Hoy, sin embargo, estabas de mal humor. Habías pasado la mañana escuchando los susurros de la tripulación sobre cierta pirata del West Blue que se había acercado demasiado a Kid durante la última escala en el puerto. Los celos te picaban como pequeños voltios de energía.
Kid estaba soldando algo, concentrado, y el brillo de la máscara ocultaba sus ojos.
—¿Algún problema, (Y/N)? —preguntó, sin levantar la vista.
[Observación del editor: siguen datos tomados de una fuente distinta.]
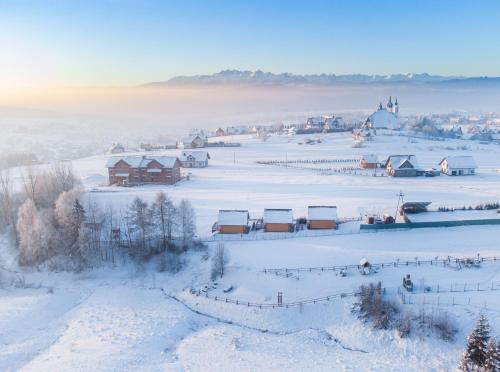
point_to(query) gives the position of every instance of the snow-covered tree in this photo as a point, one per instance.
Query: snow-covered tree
(138, 224)
(492, 362)
(36, 233)
(164, 217)
(220, 259)
(187, 223)
(70, 216)
(474, 356)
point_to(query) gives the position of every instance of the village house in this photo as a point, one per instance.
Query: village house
(138, 170)
(194, 159)
(458, 166)
(117, 148)
(278, 220)
(402, 166)
(193, 142)
(322, 217)
(369, 161)
(233, 222)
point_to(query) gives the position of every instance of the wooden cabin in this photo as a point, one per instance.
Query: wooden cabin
(322, 217)
(233, 222)
(369, 161)
(278, 220)
(137, 170)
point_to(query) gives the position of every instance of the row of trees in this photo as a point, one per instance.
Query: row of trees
(483, 351)
(48, 219)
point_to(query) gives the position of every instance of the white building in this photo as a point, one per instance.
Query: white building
(194, 159)
(458, 165)
(384, 117)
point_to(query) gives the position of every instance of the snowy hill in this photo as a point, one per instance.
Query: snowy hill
(229, 77)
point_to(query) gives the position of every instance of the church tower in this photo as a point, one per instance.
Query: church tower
(390, 106)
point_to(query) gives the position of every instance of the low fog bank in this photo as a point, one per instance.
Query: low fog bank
(69, 123)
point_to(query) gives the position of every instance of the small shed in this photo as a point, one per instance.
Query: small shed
(402, 166)
(369, 161)
(322, 217)
(458, 166)
(278, 220)
(233, 221)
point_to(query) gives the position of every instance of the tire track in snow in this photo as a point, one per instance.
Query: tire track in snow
(256, 329)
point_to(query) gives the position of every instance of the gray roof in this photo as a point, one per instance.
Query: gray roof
(460, 162)
(138, 161)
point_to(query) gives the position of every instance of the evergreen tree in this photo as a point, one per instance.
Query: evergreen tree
(492, 363)
(477, 343)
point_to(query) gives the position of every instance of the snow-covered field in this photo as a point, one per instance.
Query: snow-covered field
(130, 318)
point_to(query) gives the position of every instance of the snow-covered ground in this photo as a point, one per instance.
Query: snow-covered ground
(130, 318)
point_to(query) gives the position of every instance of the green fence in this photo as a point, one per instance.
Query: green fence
(416, 225)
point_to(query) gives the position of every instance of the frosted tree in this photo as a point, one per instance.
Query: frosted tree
(139, 223)
(36, 233)
(474, 356)
(492, 362)
(164, 216)
(70, 216)
(187, 222)
(220, 259)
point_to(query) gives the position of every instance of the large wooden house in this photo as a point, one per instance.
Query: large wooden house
(458, 166)
(233, 222)
(369, 161)
(194, 159)
(322, 217)
(278, 220)
(138, 170)
(402, 166)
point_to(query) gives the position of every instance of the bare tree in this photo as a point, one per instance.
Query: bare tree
(165, 217)
(187, 223)
(220, 259)
(139, 223)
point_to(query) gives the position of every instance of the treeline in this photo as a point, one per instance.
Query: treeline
(53, 225)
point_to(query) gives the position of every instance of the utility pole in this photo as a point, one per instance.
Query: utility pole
(400, 199)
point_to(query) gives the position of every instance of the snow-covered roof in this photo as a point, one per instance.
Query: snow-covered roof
(399, 160)
(322, 213)
(197, 155)
(460, 162)
(382, 118)
(232, 218)
(142, 161)
(370, 158)
(278, 216)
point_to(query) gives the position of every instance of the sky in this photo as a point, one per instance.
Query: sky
(130, 42)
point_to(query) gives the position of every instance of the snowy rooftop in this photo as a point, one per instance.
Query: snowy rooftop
(370, 158)
(460, 162)
(198, 155)
(455, 216)
(322, 213)
(233, 218)
(278, 216)
(399, 160)
(138, 161)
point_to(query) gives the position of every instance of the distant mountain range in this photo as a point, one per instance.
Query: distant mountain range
(237, 77)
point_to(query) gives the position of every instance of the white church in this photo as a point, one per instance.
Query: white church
(384, 117)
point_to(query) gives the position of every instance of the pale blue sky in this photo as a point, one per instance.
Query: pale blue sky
(130, 42)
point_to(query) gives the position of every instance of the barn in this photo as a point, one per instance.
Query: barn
(458, 166)
(278, 220)
(322, 217)
(194, 159)
(369, 161)
(233, 221)
(402, 166)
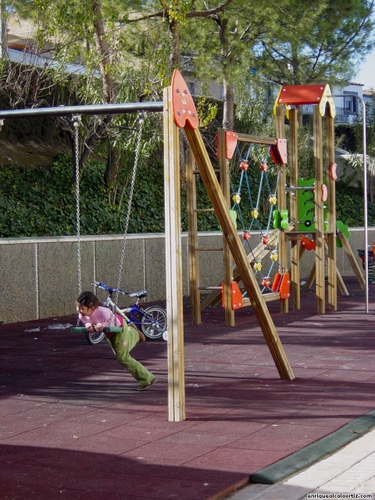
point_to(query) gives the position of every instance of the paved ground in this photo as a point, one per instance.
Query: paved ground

—No. Ninguno. Solo... —Soltaste un suspiro cargado de frustración—. Me pregunto si ya le has devuelto la bufanda que te prestó la capitana del Fénix la semana pasada.
La soldadora se detuvo. Hubo un silencio denso, y luego Kid quitó la máscara, revelando sus ojos afilados. La burla era evidente en su mirada.
—Así que eso es. Celos.
—No estoy celosa. Solo me preocupa la diplomacia con otras tripulaciones —mentiste, cruzándote de brazos.
Kid se acercó a ti lentamente, sus botas metálicas resonando en el suelo. Se apoyó en el banco a tu lado, la proximidad del poderoso Magnetismo te erizando el pelo del brazo.
—Tonterías. Lo que te preocupa es que alguien más se acerque a mi botín.
Kid te agarró del mentón con su mano buena, su tacto sorprendentemente firme pero no brusco. Él sabía exactamente qué hacer para que te rindieras, pero también sabía cómo empujarte al límite.
—No tienes de qué preocuparte —dijo, su voz ronca por el humo del trabajo—. Esas moscas solo quieren verme. Yo solo te quiero a ti.
Pero el roce de su pulgar, y la mención de "querer", no fue suficiente para disipar la rabia.
—¡Pues no lo parece! Te la pasaste en el bar con ella, ¡y ni siquiera la empujaste cuando intentó... —No pudiste terminar la frase.
Kid sonrió, una sonrisa de depredador que solo se acentuaba por el metal en sus manos.
—¿Quieres que te demuestre dónde está mi atención, entonces?
Antes de que pudieras responder, él te cargó de repente, tus piernas envolviendo su cintura mientras te levantaba. La camisa manchada de aceite no era el tejido más suave, pero la urgencia en sus movimientos era combustible.
Te llevó hasta una pila de lonas limpias, el lugar menos cómodo y más impulsivo de todo el taller, y te dejó caer sobre ellas.
—Si no vas a creer mis palabras, entonces vas a creer mis acciones.
El beso fue feroz, una declaración de guerra contra tu incertidumbre. Te despojó de tu ropa con una impaciencia brutal, sus manos rudas y fuertes no buscaban la suavidad, sino la posesión inmediata.
Cuando finalmente te penetró, el sonido de tu jadeo se mezcló con el golpeteo rítmico de sus caderas. Kid era fuerza pura, sus movimientos sin control, la rabia y el deseo concentrados en cada estocada.
—¿Quién es la única que tiene mis malditas manos sobre ella, (Y/N)? —gruñó Kid, sin romper el ritmo violento de sus embestidas.
—¡T-tú! —Gemiste, sintiendo el placer intenso mezclado con la furia—. ¡Sí! ¡Sigue!
—¿Y a quién voy a reclamar cuando deje este maldito pueblo?
—¡A mí! ¡Solo a mí! —gritaste, sin poder contener el sonido de placer que se elevaba en el taller, una respuesta de sumisión y excitación a su necesidad de control.
Él aceleró, cada embestida un recordatorio físico de su dominio. Él no te estaba preguntando; te estaba grabando en su memoria y en tu cuerpo. Te movías con él, pidiendo más, el celo transformado en una necesidad urgente de ser consumida por el fuego de su pasión.
Cuando el orgasmo te alcanzó, el grito fue salvaje, y Kid se rindió un instante después, colapsando sobre ti.
La respiración agitada era lo único que se escuchaba. Sus brazos de metal te rodeaban con una posesividad absoluta.
—Nunca más dudes de mí —gruñó Kid, su voz ahora un susurro profundo en tu oído.
—No lo haré —prometiste, agotada pero satisfecha. Y la verdad era que ya no dudabas. Su furia, su pasión, siempre terminaban en esta absoluta e innegable intimidad.